Waar ben ik nou weer in verzeild geraakt? Straks wordt het avond, kil en donker. Dan loop ik hier helemaal alléén onder het stergeflonker.
Ik ken hier niemand...Wat is het groot... Zo'n drukke straat durf ik niet over te steken... Waarom was ik zo eigenwijs en heb niet om mij heen gekeken?
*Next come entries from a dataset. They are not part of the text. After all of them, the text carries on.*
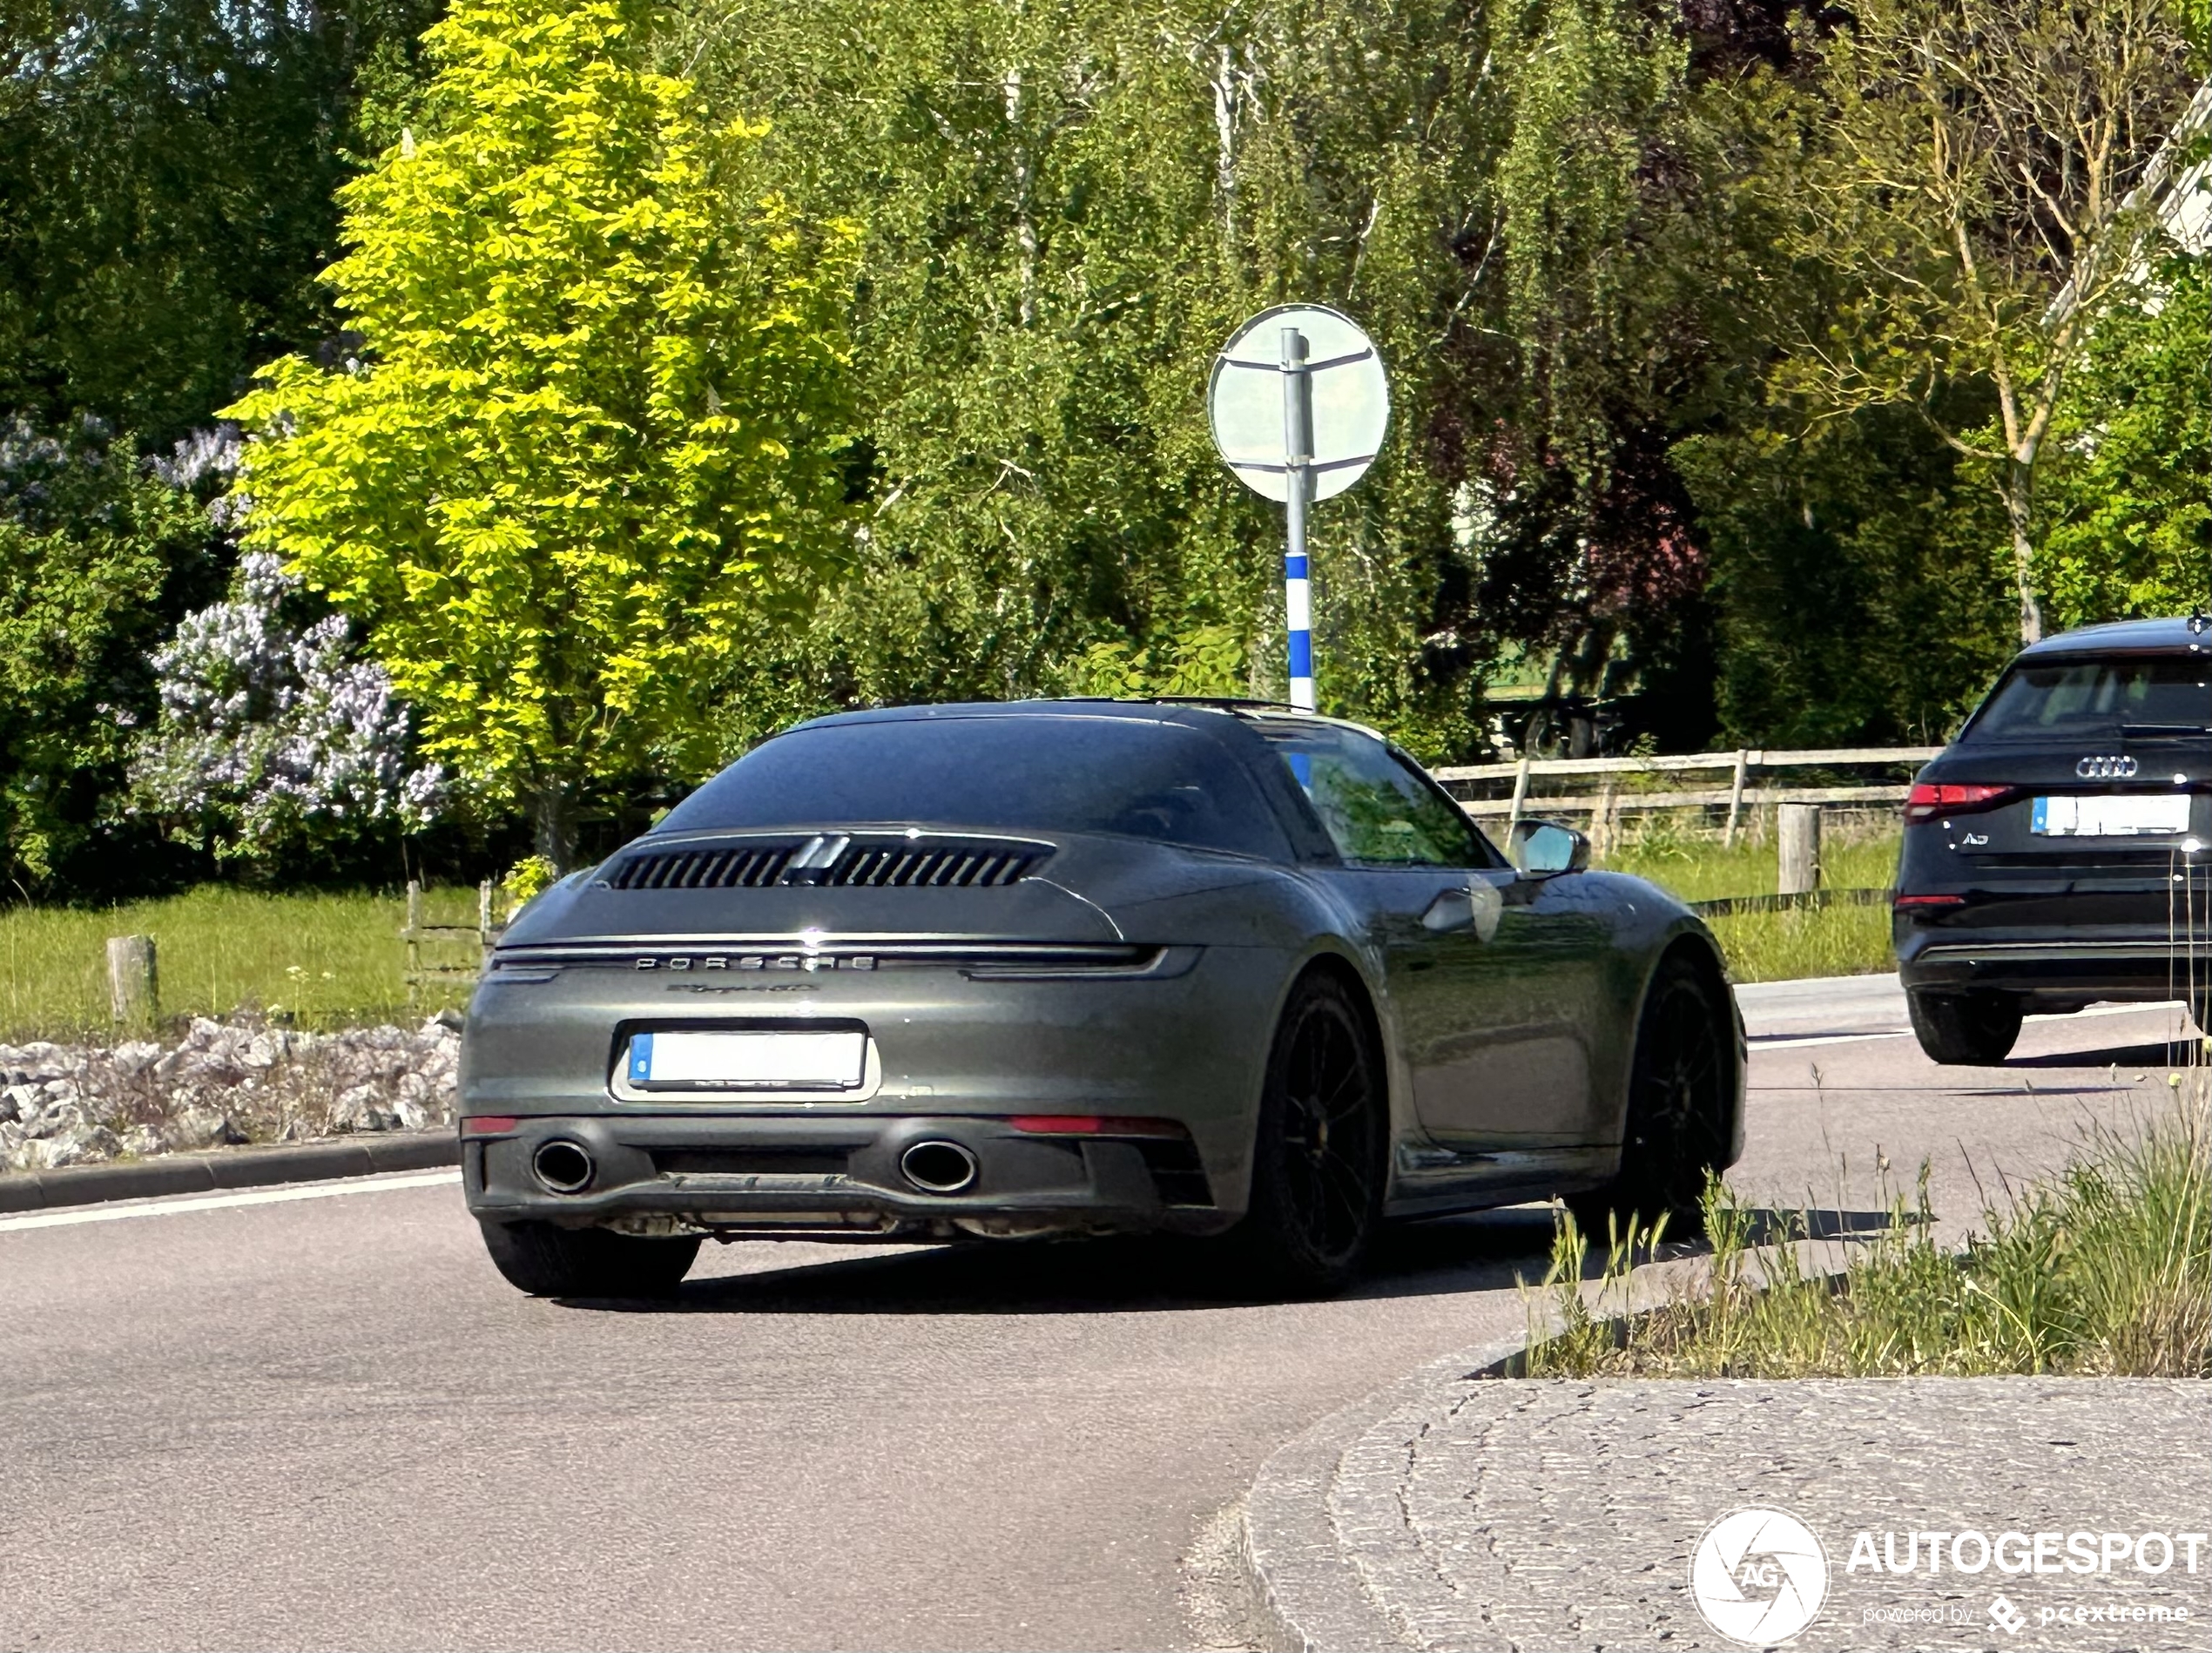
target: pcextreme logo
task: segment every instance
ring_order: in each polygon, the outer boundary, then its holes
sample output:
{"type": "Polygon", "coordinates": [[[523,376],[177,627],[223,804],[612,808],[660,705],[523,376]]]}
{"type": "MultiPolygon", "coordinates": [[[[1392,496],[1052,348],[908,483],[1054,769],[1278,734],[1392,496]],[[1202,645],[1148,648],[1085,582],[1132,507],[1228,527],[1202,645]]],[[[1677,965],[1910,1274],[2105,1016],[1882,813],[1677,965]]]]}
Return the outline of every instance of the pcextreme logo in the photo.
{"type": "Polygon", "coordinates": [[[1794,1515],[1732,1509],[1691,1552],[1689,1594],[1705,1623],[1730,1641],[1772,1647],[1819,1616],[1828,1552],[1794,1515]]]}

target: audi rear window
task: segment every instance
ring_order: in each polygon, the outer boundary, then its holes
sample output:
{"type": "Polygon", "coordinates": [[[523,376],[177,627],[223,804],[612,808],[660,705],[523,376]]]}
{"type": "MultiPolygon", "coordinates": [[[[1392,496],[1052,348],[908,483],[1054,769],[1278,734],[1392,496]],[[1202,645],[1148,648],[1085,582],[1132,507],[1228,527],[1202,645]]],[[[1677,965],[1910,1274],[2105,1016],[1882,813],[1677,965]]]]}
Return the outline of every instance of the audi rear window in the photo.
{"type": "Polygon", "coordinates": [[[1267,802],[1219,743],[1174,724],[1080,715],[794,729],[708,781],[661,830],[861,826],[1110,833],[1290,859],[1267,802]]]}
{"type": "Polygon", "coordinates": [[[1962,741],[2212,732],[2212,657],[2138,654],[2030,660],[1998,683],[1962,741]]]}

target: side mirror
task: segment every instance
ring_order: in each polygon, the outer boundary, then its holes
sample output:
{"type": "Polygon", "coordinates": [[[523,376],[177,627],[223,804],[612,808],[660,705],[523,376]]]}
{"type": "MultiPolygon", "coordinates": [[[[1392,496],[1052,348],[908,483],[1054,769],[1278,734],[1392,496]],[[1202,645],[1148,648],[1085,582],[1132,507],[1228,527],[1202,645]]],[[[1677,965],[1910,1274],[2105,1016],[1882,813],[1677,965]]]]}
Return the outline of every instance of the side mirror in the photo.
{"type": "Polygon", "coordinates": [[[1590,864],[1590,840],[1555,820],[1517,820],[1506,859],[1531,878],[1579,873],[1590,864]]]}

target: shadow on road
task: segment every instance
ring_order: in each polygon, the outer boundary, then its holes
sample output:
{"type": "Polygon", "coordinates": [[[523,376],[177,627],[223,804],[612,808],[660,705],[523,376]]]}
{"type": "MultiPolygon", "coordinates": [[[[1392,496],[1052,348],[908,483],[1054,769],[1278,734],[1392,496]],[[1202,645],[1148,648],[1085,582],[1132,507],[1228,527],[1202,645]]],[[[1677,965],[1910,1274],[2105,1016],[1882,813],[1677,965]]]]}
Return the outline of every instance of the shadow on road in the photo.
{"type": "MultiPolygon", "coordinates": [[[[1882,1211],[1762,1210],[1753,1213],[1752,1232],[1762,1245],[1839,1239],[1880,1231],[1889,1221],[1882,1211]]],[[[1384,1233],[1365,1277],[1337,1300],[1507,1291],[1519,1281],[1533,1286],[1550,1267],[1552,1233],[1552,1212],[1544,1206],[1397,1225],[1384,1233]]],[[[1661,1255],[1691,1257],[1705,1249],[1703,1241],[1670,1241],[1661,1255]]],[[[1584,1278],[1597,1278],[1604,1265],[1601,1236],[1591,1244],[1584,1278]]],[[[1204,1242],[1125,1238],[864,1252],[833,1262],[687,1280],[672,1299],[573,1298],[561,1306],[658,1314],[1100,1314],[1280,1300],[1254,1292],[1231,1259],[1204,1242]]]]}
{"type": "Polygon", "coordinates": [[[2058,1050],[2047,1056],[2010,1056],[2008,1068],[2187,1068],[2203,1060],[2196,1039],[2153,1044],[2114,1045],[2103,1050],[2058,1050]]]}

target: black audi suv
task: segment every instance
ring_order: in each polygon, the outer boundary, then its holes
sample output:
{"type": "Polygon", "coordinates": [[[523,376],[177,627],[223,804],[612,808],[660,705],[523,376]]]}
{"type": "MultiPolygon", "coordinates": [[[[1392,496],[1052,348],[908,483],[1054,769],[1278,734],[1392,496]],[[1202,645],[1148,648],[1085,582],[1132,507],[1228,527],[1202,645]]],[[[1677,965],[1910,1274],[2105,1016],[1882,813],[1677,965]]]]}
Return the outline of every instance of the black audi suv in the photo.
{"type": "Polygon", "coordinates": [[[2186,1000],[2212,1032],[2212,619],[2023,650],[1905,809],[1898,968],[1921,1048],[2001,1060],[2020,1018],[2186,1000]]]}

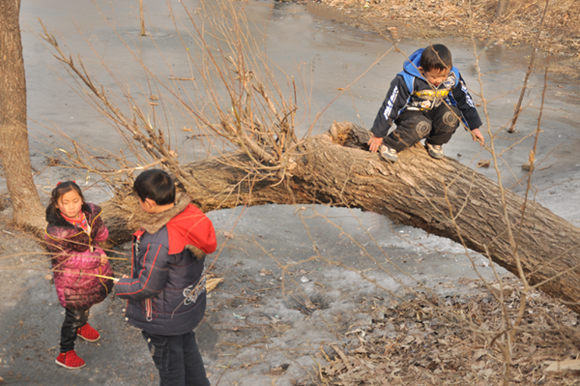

Maar hoor, daar komt een auto aan. Hij toetert hard en de deur gaat open. Het is de auto van Oom Jan... Oom vraagt, waarom ik ben weggelopen...
Ik zeg dat ik zo liep te dromen en dat ik toen de weg verloor. Oom is een beetje boos op mij en zegt dat mama bang is, hoor.
Mijn hartje klopt nu in mijn keel. Van zenuwen ga ik een beetje hijgen. Mijn mond is droog, mijn wangen warm. Zou ik op mijn falie krijgen?
Maar nee, wat later zie ik mam. Ze is heel blij als ze me ziet. En dan huilen we alle twee. Maar, niet eens meer van verdriet.
Maar één ding moet ik wel beloven. Dat is steeds bij mam moet blijven. Dat doe ik. Wat ik voelde daar, zo alleen, dat is níét te beschrijven.....Eng ! ! !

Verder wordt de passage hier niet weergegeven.